Ecosyste.ms: Awesome

An open API service indexing awesome lists of open source software.

Awesome Lists | Featured Topics | Projects

https://github.com/roapi/roapi

Create full-fledged APIs for slowly moving datasets without writing a single line of code.
https://github.com/roapi/roapi

analytics arrow blob-storage cloud-native columnar datafusion datasets delta-lake graphql in-memory-database parquet query query-frontends rest-api rust s3 sql static-datasets

Last synced: about 1 month ago
JSON representation

Create full-fledged APIs for slowly moving datasets without writing a single line of code.

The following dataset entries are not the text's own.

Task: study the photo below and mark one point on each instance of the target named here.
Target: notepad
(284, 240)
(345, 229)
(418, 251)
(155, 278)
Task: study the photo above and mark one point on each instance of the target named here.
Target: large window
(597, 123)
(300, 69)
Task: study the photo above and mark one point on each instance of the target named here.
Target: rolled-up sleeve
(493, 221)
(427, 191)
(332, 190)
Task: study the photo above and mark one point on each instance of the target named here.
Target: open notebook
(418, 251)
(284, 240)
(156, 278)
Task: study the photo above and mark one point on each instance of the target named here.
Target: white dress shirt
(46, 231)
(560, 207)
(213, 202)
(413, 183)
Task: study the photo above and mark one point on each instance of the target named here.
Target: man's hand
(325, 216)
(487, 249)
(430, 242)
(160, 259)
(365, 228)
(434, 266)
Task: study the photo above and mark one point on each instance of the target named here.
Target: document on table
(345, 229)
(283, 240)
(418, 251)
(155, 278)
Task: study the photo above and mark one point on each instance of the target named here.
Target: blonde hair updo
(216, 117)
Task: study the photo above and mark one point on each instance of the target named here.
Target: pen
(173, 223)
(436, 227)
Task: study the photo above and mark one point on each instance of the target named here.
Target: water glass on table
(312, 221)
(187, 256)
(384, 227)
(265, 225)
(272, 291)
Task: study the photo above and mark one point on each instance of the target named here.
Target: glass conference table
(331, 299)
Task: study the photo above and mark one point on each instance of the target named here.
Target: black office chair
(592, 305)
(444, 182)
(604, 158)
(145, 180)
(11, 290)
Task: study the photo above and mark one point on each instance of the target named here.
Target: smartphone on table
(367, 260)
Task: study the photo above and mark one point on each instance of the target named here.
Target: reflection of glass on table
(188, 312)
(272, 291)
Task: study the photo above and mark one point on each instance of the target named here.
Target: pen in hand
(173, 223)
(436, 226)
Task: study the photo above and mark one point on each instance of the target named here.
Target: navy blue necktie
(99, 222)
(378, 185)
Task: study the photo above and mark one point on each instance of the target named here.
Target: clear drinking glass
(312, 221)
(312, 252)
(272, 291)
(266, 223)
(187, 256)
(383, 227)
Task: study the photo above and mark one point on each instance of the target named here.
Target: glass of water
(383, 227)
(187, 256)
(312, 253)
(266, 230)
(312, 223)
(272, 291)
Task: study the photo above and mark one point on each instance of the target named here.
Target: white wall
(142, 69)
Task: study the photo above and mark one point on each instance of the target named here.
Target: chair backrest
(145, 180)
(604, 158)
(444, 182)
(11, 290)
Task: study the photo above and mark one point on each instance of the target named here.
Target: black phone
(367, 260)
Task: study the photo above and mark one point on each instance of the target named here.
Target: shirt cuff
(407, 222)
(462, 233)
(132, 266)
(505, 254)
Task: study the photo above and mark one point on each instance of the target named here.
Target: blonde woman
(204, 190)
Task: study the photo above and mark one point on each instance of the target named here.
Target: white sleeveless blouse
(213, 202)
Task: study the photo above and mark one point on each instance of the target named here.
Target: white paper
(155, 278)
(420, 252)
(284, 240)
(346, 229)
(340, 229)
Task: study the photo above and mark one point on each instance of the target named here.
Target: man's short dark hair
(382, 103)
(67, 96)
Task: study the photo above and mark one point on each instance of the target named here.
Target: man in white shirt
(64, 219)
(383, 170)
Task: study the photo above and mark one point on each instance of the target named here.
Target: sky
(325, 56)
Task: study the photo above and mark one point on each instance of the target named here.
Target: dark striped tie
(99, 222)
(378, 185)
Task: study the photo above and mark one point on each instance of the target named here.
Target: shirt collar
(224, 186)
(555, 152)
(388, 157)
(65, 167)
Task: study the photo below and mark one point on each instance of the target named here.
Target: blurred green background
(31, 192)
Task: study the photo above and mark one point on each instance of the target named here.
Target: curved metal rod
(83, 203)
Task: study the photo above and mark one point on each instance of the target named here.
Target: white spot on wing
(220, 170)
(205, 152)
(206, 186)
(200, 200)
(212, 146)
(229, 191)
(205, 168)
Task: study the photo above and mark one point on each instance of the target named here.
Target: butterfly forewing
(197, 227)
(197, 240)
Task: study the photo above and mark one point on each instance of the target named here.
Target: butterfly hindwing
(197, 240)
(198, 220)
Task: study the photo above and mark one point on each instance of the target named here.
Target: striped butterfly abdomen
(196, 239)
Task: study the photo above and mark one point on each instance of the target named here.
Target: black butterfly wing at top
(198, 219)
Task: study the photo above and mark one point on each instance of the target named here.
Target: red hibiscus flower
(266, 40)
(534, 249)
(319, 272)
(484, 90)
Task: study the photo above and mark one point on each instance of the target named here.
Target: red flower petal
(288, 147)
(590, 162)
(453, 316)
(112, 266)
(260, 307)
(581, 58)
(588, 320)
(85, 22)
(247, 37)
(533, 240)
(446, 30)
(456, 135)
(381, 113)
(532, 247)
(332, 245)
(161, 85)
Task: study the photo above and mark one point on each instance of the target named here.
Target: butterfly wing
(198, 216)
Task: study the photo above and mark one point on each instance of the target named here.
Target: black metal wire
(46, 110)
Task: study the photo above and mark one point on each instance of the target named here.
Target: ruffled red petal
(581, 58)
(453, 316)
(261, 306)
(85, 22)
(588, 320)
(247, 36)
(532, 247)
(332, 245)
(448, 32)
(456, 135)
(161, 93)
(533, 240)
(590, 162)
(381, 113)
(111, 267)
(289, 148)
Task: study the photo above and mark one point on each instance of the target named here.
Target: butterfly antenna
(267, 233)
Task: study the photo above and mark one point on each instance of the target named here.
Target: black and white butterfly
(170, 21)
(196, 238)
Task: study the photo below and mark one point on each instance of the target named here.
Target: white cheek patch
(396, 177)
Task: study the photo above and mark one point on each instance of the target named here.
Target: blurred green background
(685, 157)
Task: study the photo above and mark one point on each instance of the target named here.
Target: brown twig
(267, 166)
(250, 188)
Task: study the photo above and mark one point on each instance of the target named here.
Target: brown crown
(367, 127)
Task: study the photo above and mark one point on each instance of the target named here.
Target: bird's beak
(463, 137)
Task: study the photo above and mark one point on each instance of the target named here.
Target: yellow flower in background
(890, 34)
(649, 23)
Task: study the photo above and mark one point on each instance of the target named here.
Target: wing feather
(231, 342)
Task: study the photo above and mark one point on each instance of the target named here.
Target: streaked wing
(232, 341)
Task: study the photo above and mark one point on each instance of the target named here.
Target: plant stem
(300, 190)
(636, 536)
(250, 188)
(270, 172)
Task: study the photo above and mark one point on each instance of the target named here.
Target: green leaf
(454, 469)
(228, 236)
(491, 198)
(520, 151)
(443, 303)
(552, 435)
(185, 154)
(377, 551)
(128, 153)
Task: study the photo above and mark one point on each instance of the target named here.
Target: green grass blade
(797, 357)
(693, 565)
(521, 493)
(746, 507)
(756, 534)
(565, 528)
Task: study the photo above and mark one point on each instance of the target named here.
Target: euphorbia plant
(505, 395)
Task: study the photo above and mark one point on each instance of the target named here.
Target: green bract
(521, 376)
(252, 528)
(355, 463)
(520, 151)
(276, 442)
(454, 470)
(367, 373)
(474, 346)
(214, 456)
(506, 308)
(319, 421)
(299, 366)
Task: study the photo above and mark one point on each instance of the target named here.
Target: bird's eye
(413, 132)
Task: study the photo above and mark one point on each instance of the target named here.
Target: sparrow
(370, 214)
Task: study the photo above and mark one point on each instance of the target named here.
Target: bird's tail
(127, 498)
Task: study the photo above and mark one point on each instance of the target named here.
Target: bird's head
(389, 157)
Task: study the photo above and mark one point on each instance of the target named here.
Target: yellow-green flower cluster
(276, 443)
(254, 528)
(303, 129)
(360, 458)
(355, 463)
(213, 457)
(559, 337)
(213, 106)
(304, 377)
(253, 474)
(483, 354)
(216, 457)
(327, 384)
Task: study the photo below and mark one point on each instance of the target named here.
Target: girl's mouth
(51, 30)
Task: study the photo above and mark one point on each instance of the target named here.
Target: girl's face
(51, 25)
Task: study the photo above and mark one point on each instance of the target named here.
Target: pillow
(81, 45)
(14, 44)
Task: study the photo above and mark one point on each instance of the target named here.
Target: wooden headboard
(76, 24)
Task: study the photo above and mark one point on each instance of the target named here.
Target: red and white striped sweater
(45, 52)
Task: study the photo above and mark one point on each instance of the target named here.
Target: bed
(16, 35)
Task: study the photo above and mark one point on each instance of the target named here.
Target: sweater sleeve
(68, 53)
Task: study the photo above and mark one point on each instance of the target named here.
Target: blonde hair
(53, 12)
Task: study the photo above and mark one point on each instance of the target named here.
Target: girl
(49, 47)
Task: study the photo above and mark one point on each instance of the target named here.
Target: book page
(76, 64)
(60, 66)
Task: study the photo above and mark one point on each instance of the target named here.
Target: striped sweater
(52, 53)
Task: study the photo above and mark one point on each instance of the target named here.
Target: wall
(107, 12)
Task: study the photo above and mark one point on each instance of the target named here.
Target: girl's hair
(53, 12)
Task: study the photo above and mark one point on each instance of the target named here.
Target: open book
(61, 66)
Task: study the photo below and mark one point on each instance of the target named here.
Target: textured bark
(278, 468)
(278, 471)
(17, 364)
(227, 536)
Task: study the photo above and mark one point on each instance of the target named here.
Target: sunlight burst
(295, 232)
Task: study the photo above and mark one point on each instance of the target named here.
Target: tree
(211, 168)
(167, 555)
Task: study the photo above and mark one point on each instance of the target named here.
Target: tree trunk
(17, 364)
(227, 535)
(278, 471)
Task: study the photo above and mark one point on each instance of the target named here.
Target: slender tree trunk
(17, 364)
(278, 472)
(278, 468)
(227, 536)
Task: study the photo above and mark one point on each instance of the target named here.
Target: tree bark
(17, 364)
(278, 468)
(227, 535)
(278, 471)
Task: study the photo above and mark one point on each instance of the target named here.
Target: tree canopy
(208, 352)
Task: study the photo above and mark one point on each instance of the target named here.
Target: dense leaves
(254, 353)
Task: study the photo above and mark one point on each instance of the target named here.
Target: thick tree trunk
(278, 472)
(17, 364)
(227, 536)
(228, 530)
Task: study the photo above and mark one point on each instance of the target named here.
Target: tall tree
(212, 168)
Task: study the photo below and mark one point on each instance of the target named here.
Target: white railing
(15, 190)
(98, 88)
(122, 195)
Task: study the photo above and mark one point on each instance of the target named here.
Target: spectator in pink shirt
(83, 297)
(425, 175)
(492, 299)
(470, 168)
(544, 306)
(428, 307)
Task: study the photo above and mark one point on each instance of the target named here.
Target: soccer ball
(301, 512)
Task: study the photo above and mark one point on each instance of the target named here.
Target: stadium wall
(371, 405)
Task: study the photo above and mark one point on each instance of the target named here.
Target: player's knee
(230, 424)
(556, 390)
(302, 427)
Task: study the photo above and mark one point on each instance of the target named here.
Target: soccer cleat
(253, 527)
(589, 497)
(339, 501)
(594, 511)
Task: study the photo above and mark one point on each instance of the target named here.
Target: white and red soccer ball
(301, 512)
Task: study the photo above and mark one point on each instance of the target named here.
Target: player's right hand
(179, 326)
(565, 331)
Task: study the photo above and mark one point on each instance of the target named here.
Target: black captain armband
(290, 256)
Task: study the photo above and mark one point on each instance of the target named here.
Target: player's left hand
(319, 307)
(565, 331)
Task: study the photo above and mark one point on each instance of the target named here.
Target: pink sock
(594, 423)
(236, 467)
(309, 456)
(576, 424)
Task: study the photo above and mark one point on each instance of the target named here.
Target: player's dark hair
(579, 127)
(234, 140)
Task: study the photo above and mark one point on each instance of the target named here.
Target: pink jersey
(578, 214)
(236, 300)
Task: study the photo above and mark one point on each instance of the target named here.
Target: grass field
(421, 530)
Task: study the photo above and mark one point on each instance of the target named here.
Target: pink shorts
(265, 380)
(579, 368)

Awesome Lists containing this project

README

        

# ROAPI

![build](https://github.com/roapi/roapi/workflows/build/badge.svg)
[![Documentation](https://img.shields.io/badge/-documentation-blue)](https://roapi.github.io/docs/index.html)
[![discord](https://dcbadge.vercel.app/api/server/t3pjfZkZkZ?compact=true&style=flat)](https://discord.gg/FchMNYTm7G)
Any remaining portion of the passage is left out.